Prime Gaming: Weshalb Amazons Abo-Attacke bewusst halbherzig ist

So wird Amazon im Kampf der Gaming-Abos für Heiko keinen Stich gewinnen. Aber wer Prime Gaming deshalb jetzt unterschätzt, könnte das noch bitter bereuen. Denn Zeit und Technik spielen für den Internetriesen.

Dass Shaq Fu: A Legend Reborn nur ein mittelgutes Verkaufsargument für Prime Gaming ist, weiß auch Amazon. Dass Shaq Fu: A Legend Reborn nur ein mittelgutes Verkaufsargument für Prime Gaming ist, weiß auch Amazon.

Ist das wirklich alles? Amazons (nur fast) neues Gaming-Angebot mag vieles sein, aber lässt die aktuelle Konkurrenz sicher nicht vor Angst erzittern. Microsofts Game Pass protzt mit dem Flight Simulator, Halo: Infinite und Age of Empires 4 … irgendwann. Origin Access Premier liefert FIFA, Star Wars und Battlefield. Und bei Uplay+ bekomme ich jedes Assassin's Creed, jedes Anno sowie alles, worauf sich irgendwie der Name Tom Clancy packen lässt.

Und was setzt Amazon beim Neustart von Prime Gaming dagegen? Shaq Fu: A Legend Reborn, na herzlichen Glückwunsch! Okay, im aktuellen Lineup der 23 PC-Titel finden sich auch ein paar durchaus spielenswerte Indie-Geheimtipps, aber eben keine wirklich schlagkräftigen Argumente für den Abschluss eines Prime-Abos.

Nein, mit Prime Gaming wird Amazon erstmal kaum Spielefans als Neukunden gewinnen. Es ist eher ein Zusatz-Service für diejenigen, die ohnehin schon ein Prime-Abo besitzen und nun ein paar Spiele und Ingame-Gegenstände on top bekommen, wofür bislang noch ein separates Twitch-Konto nötig war.

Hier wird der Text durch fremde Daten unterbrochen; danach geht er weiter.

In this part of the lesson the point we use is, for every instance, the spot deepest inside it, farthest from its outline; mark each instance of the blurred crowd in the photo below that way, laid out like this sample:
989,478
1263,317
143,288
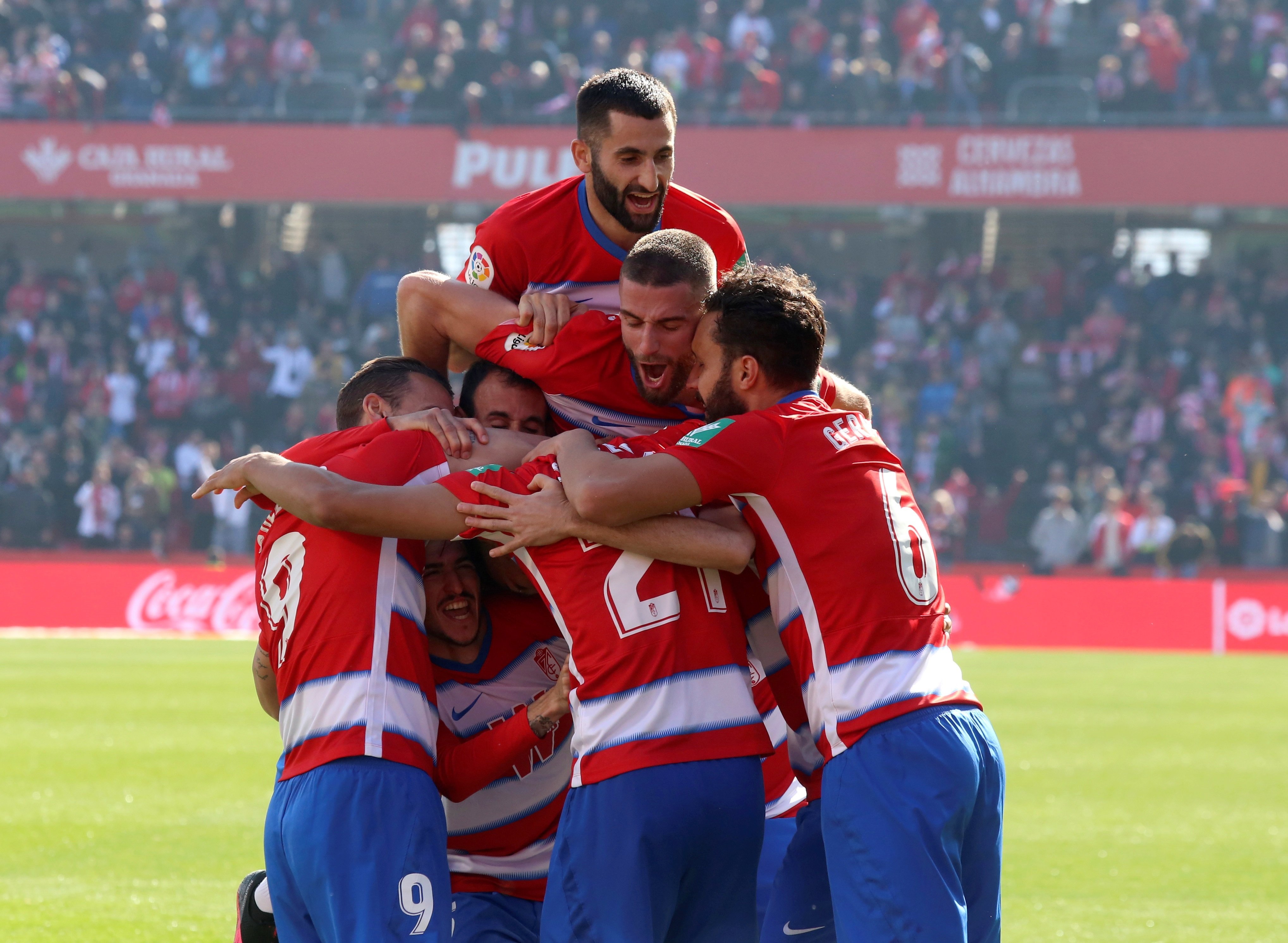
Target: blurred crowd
465,61
121,391
1095,415
1091,413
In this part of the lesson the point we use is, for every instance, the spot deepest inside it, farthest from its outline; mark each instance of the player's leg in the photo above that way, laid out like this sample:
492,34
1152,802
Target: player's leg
896,813
724,828
495,919
666,853
778,836
366,842
802,901
982,847
290,914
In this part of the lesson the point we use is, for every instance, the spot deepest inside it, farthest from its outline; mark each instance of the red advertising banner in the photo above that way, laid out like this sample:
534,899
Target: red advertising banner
1005,611
736,167
144,597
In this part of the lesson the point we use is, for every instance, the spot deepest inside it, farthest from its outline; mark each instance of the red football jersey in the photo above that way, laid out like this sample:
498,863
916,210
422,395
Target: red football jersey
850,570
342,618
586,377
657,651
548,241
500,838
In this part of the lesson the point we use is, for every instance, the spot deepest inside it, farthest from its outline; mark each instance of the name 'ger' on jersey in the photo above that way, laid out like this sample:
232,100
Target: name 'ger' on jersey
549,241
879,651
500,839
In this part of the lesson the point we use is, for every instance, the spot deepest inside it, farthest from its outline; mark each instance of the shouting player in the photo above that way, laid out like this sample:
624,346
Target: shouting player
355,839
914,781
615,374
666,734
567,241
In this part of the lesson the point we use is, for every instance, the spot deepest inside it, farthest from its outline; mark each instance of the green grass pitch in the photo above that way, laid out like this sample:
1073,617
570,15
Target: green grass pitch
1148,793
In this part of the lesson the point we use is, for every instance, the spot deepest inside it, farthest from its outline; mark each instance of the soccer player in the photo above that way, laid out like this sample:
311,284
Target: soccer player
495,652
355,839
615,374
567,241
914,781
666,734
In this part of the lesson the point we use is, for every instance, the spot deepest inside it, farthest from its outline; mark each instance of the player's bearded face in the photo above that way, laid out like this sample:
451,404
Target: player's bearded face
619,201
673,372
723,400
453,597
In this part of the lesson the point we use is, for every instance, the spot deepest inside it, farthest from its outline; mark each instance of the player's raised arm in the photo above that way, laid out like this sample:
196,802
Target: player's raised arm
610,491
321,498
721,540
436,311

Trotzdem wirkt die Markteinführung von Amazons neuer Gaming-Abo-Marke erstaunlich halbherzig angesichts der prall gefüllten Kriegskasse. Gut möglich, dass Amazon hier zunächst Größeres vorhatte, denn sowohl die ursprünglich geplanten Releases von Crucible als auch New World hätten verdächtig nah am Launch von Prime Gaming gelegen. Aber der beste Plan nützt eben nichts, wenn die Ausführung dermaßen in die Hosen geht:

Trotzdem bin ich sicher: Amazon startet vollkommen bewusst nur mit halber Kraft in den Wettbewerb der Gaming-Abos. Aber wer Prime Gaming deshalb jetzt als »netten Versuch« abschreibt, übersieht Amazons großen Trumpf im Vergleich zu Microsoft, Sony, EA, Ubi und Co.

Der Autor

GameStar-Chefredakteur Heiko war eigentlich jahrelang Verfechter des haptischen Besitzes, bis er beim letzten Umzug vor zwei Regalwänden voller Bücher, CDs und Spielen stand und darüber nachdachte, wie viel davon zu reinen Staubfängern mutiert ist und was er wirklich mit in die neue Wohnung schleppen möchte. Zack, Mutation zum Abo-Junkie abgeschlossen. Inzwischen konsumiert er locker 90 Prozent seiner Medien rein digital, mit Ausnahme von besonders schicken Special Editions und Harcover-Büchern, weshalb er bis heute stolzer Besitzer der amerikanischen Original-Ausgabe von Baldur's Gate 2 ist.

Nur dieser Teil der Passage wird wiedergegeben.